Ortho was pragmatic. He decided that he would intervene to make sure that his illegitimate son was educated, that his work would give him a chance to rise in the world. His plan worked, but it worked too well. The young man became an officer in the Royal Navy, and he was appalled to find that his sponsor was a rough seaman who was often at odds with the rule of law, whose friends were smugglers and horse- traders.
It seemed impossible that father and son would be reconciled, and that the son would accept his legacy.
As this story played out Ortho continued to run his farm, to play an active part in local life, and to travel when he could. He encountered old friends and old enemies, and he began to feel the consequences of the life he had lived and the choices he had made.
This is a more thoughtful book than the two that came before, the author considering his hero’s mortality, maybe because he was considering his own after his father’s death. ‘The West Wind’ is dedicated to the ‘dearest of fathers, wittiest of companions, best of friends.’
There is still room for high adventure, wonderful storytelling, and a great deal of Cornish colour.
In the end Ortho’s luck finally runs out. The parallels between the author and his hero have always been striking, and Ortho’s demise is a strange foreshadowing of Crosbie Garstin’s, just a few years later.

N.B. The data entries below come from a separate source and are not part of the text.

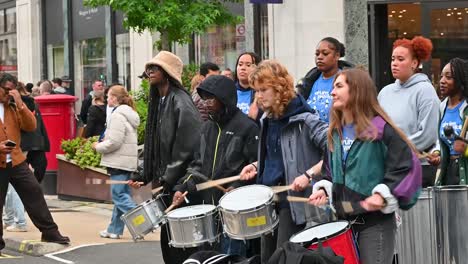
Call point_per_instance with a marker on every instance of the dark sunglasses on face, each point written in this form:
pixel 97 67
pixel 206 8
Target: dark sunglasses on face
pixel 151 69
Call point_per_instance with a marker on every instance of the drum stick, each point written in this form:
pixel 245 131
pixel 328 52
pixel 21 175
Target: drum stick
pixel 211 184
pixel 119 182
pixel 156 190
pixel 280 189
pixel 296 199
pixel 173 204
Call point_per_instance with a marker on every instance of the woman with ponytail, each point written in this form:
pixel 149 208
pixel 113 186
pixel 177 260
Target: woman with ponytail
pixel 412 101
pixel 119 154
pixel 453 154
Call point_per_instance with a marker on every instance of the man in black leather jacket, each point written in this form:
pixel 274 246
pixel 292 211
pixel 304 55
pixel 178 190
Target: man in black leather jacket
pixel 171 134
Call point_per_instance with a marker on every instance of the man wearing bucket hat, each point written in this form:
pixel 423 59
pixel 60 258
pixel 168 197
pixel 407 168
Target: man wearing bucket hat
pixel 171 135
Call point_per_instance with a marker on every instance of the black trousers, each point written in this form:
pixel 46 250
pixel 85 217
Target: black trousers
pixel 30 193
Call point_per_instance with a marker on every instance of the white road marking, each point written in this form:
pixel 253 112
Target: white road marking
pixel 52 255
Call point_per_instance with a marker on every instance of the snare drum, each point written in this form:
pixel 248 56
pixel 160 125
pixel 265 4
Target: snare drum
pixel 247 212
pixel 336 235
pixel 144 218
pixel 192 226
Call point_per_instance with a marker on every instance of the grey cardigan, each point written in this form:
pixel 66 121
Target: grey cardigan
pixel 119 147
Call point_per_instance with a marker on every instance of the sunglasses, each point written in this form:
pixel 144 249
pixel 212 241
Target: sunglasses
pixel 151 69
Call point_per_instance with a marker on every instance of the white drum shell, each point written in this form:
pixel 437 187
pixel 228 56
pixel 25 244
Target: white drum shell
pixel 252 222
pixel 193 230
pixel 144 218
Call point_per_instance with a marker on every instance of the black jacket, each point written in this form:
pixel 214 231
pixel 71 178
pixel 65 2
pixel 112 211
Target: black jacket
pixel 228 142
pixel 304 86
pixel 171 134
pixel 37 139
pixel 96 121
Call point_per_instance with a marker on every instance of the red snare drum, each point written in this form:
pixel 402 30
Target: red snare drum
pixel 336 235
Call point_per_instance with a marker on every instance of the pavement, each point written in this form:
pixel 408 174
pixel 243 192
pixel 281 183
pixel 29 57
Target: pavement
pixel 81 221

Eli and his wife Mary, who always had a soft spot for Ortho, are left to pick up the pieces and to encourage his son to accept his legacy.
It’s the right ending for this series of books, and the right ending for Ortho Penhale.
He was a man of his time, and there and there are some comments – about race and about women – that are probably a fair reflection of attitudes of the time but will touch nerves today.
That shouldn’t deter anyone from reading these books. That are full of wonderful stories, those stories are so vividly told, and I am still happy to believe that the Penhale family lives not so far away from where I am now and that we have walked the same streets and looked at the same landscapes. I read an old library copy but there are newer, cleaned-up editions available.
It’s a while now since I read the last page, but the story and the characters are still living in my head.
And I know that there’s a new biography of Crosbie Garstin out there. I really must find a copy, because I would love to know more about him, and about how much of his own life he used to tell the story of the life and times of Ortho Penhale.